WORCS: A Workflow for Open Reproducible Code in Science

class: center, middle, inverse, title-slide

.title[
# WORCS: A Workflow for Open Reproducible Code in Science
]
.author[
### Caspar J. Van Lissa, Brandmaier, Brinkman, Lamprecht, Peikert, Struiksma, & Vreede (2021), <em>Data Science</em>, DOI: <a href="https://content.iospress.com/articles/data-science/ds210031">10.3233/DS-210031</a>
]

---

# Defining Open Science

"Open science is just good science" (Jonathan Tennant, 2018)

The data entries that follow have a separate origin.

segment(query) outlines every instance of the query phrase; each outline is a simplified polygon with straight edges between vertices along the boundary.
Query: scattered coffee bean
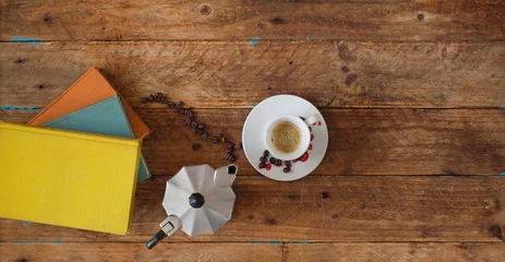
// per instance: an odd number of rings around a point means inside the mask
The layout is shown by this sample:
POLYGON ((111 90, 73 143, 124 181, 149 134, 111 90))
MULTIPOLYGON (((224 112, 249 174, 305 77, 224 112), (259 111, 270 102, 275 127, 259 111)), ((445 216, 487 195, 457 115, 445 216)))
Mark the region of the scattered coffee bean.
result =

* **Conceptually**, transparency / replicability are intrinsic to scientific method

Formal definitions:

* TOP guidelines (Nosek et al., 2015)
* FAIR principles (Wilkinson et al., 2016)
---

# Meeting TOP guidelines...

Relevant to openness and reproducibility:

1. **Citation** of literature, data, materials, and methods;
2. **Sharing** data;
3. **Sharing** the code required to reproduce analyses;
4. **Sharing** new research materials;
5. **Sharing** details of the design and analysis;
6. **Pre-registration** of studies before data collection;
7. **Pre-registration** of the analysis plan;

Relevant to replication:

8. _Replication of published results._

.footnote[[Nosek _et al._, 2015](https://osf.io/9f6gx/#!)]
---

## ...in a FAIR manner

* **F**indable
    + Through standardized repositories or cross-repository search engines
    + With Digital Object Identifier (DOI)
* **A**ccessible online for humans and machines
    + Long-term storage
* **I**nteroperable
    + Open file type
* **R**eusability
    + License data, code, and materials for reuse

.footnote[Wilkinson et al., 2016]
---

# Why open science?

Sterling, 1959:

![](images/sterling_1959.png)
---

# Why open science?

* Scientiﬁc fraud (Levelt, Noort, & Drenth, 2012)
* Questionable research practices (John, Loewenstein, & Prelec, 2012)
* P-hacking / p-ritual (Gigerenzer, 2018)
* Replication crisis (Shrout & Rodgers, 2018)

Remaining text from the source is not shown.